Some downplayed the value of these benefits, but the claimed benefits were not rebutted. Thus it is clear that a native implementation of hidden would provide some genuine benefits.


Some argued against hidden on the basis of maturity, for example that it is a good idea but "half-baked" and could be improved. The proper way to address flaws in the hidden attribute is to provide specific comments identifying those flaws. A general statement of half-bakedness is not a strong objection.

It was claimed that hidden lacks a transition plan, however it is clear that the strategies described under Degrade Gracefully in the old design principles draft apply.

Other arguments were based on lack of native browser-hosted implementations, or presumed future lack of adoption, or the lack of "unambiguous support". These are fair points. However, in the W3C processes, it is not expected that all features will be implemented prior to Last Call. Indeed, it is only after Last Call that a formal Call for Implementations is issued. It is during the Candidate Recommendation stage that we should prune features that seem promising, but do not gain a critical mass of implementation support and author adoption.
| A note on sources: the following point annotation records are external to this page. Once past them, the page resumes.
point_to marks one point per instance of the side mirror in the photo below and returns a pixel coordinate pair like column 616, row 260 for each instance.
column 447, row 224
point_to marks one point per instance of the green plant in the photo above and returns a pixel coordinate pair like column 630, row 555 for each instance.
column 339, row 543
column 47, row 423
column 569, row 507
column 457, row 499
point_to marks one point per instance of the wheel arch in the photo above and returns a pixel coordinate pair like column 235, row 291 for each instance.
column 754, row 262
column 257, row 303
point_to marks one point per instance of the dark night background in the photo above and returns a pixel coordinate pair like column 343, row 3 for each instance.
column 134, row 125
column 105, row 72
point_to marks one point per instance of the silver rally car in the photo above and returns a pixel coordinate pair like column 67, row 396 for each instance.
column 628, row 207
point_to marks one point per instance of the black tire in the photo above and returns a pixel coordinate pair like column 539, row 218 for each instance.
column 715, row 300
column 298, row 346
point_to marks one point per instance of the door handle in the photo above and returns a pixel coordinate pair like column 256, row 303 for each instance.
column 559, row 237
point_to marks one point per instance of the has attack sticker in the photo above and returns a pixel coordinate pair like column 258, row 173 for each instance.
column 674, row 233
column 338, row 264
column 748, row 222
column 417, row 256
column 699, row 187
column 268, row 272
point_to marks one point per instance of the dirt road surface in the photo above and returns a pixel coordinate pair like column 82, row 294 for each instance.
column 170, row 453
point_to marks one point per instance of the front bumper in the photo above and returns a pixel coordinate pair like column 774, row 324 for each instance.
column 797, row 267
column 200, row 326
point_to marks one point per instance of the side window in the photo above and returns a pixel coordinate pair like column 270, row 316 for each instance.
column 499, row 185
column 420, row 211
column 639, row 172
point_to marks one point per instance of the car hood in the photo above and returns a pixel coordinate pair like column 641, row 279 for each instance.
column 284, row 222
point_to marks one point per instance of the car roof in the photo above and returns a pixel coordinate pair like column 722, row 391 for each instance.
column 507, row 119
Some indicated specifically that the precedence of the hidden attribute relative to display: none and aria-hidden must be defined. Examining the draft, it seems that the precedence relative to display: none is defined in the rendering section; the rendering effect of hidden is defined as a rule in the user agent stylesheet, so the CSS cascade defines the precedence relative to other uses of the display property. The relationship to aria-hidden is indeed not defined. It seems this objection could be filed as a bug, since it is a simple matter to define one way or the other.

Overall, maturity considerations would argue somewhat in favor of removing the hidden attribute. Maturity must, of course, be balanced against other factors, and considered in light of the fact that it is not critical for removal to occur at this time.


A number of arguments were made in favor of retaining the hidden attribute. A plausible case was made that hidden captures useful semantics; it was not obviously stronger or weaker than the counter-arguments. The hidden attribute is agreed by all to capture a common idiom. Accessibility was cited by many as a benefit of the new attribute, and indeed a good case was made that accessibility would be improved overall. Other concrete benefits of a native hidden attribute were identified, including greater likelihood of surviving syndication, reduction in code size, and reduction of authoring complexity. These benefits were not successfully rebutted and argue in favor of keeping the hidden attribute.

There were also arguments made against the hidden attribute. It was argued that CSS+ARIA-based implementations of hidden-like functionality are good enough, and therefore no hidden is needed for this admittedly common pattern. However, some specific downsides to CSS+ARIA-based implementations were identified. Deployment costs were cited as a reason to remove the hidden attribute. However, many of the affected communities seem to believe they would benefit overall, and are willing to bear the costs. Overall, these arguments for removing the hidden attribute did not constitute strong objections.

One argument for removing hidden had more force—the maturity argument. The Working Group has in the past chosen to remove features from the draft for reasons of maturity. However, this factor was not decisive in itself, at least at this time, since the W3C Process allows further opportunities for review, implementation and feedback.

Overall, the arguments in favor of keeping hidden were stronger than the arguments for removing it. Only the maturity argument provided a strong reason for removal, and it is outweighed by the arguments in favor of keeping it. The hidden attribute is the type of attribute we should have in the spec at this point.